# Woo Hoo!!! What a day!!!



## Tracey (May 4, 2011)

VERY excited to find three dutch crosses AND 7 french angoras in their nest boxes!!! The Angora mother has almost plucked herself bare - hopefully a sign she will be a good first time mother. Photos will follow


----------



## rabbitlady4433 (May 4, 2011)

Cant wait for pics!  hip hip horray!


----------



## Tracey (May 4, 2011)

First picture of my 7 squigly pink angora babies!


----------



## Tracey (May 4, 2011)




----------



## dewey (May 4, 2011)

Awww, so cute!  Congrats!


----------



## rabbitlady4433 (May 5, 2011)

Awwwww I'm just weening kits this week and i already cant wait for the next batch!  Sooooo cute!


----------



## Lizzie098 (May 5, 2011)

Awwwwwwwwww..  can't wait to see what colors they are!


----------



## HoldensLandingFarmGirl (May 5, 2011)

Oh, how sweet!!!


----------



## flemish lops (May 9, 2011)

Three dutch and seven angoras making nests? Wow you have some busy bunnies there  . Congrats on the babies.


----------



## Tracey (May 9, 2011)

he!he! that sure would be rabbit overload 

3 dutch babies, and 7 angora babies

all growing well - and so darned cute 





			
				flemish lops said:
			
		

> Three dutch and seven angoras making nests? Wow you have some busy bunnies there  . Congrats on the babies.


----------



## Tracey (May 10, 2011)

almost 1 week - and going well







any ideas on what colors the two darker shades might be?


----------



## Tracey (May 10, 2011)




----------



## rockdoveranch (May 10, 2011)

So precious!  Congrats!


----------



## Lizzie098 (May 11, 2011)

Oh My Gosh!   They are SO adorable!!!


----------



## Tracey (May 30, 2011)

New Pictures

all 7 are growing well - they have had two trips to preschool and are a definite hit with the little kids!


----------



## Tracey (May 30, 2011)




----------



## Lizzie098 (May 31, 2011)




----------



## Tracey (Jun 30, 2011)

Eight weeks and still adorable 






a few extra pics on the 'Forest Gate Angoras' facebook page


----------



## rockdoveranch (Jun 30, 2011)

Loving the pictures!

Our only baby bunny this year went to visit the school where my daughter teaches the Thursday before Good Friday.  The bunny was touched by 5 kindergarten classes, 1 fifth grade class, 2 pre-school classes and 2 special education classes.

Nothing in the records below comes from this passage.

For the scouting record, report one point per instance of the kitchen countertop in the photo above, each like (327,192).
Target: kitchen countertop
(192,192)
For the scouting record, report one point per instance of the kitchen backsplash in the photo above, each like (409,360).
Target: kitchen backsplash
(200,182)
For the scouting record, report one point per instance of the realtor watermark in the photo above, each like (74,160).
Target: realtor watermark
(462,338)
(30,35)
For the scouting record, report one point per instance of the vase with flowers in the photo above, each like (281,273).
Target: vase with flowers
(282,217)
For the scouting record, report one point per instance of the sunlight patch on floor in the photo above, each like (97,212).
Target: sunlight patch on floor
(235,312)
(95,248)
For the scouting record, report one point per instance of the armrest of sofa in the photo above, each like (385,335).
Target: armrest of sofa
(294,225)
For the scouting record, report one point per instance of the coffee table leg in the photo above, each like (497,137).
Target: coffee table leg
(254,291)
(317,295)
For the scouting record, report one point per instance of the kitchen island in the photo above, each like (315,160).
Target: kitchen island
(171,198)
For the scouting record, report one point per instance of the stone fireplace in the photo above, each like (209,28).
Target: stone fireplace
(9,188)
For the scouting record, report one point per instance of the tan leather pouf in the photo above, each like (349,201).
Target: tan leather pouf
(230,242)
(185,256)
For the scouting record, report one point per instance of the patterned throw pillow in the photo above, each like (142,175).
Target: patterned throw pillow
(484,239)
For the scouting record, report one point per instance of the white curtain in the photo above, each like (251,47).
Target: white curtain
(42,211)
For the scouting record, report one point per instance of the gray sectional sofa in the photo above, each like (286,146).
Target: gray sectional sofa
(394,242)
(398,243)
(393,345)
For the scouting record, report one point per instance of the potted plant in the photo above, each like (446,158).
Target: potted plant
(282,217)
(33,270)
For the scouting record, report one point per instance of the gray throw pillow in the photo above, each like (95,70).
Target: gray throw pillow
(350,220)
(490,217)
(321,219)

In the kinder classes the kiddos sat in a tight circle and the bunny just hopped around visiting everyone.  I think she had as good of a time as the kiddos.

Thanks for sharing the pictures!


----------



## flemish lops (Jul 3, 2011)

aww,  they are sooo cute!


----------



## Tracey (Jul 27, 2011)

Ok, last picture I promise...  12 weeks

Having fun in the bunny barn after having their summer wool-cut!


----------



## flemish lops (Jul 27, 2011)

Are thoes the same bunnies that are in the last picture?  Wow did they get really big, and fast.


----------



## M.R. Lops (Jul 28, 2011)

Oh, Wow, they grew up fast.  I love the 2 darker colored ones!


----------



## Pancake in the River (Jul 29, 2011)

Awwwww !!!!!       So Cute

I have a litter due first week of next month!!!
Hope they are as cute as yours


----------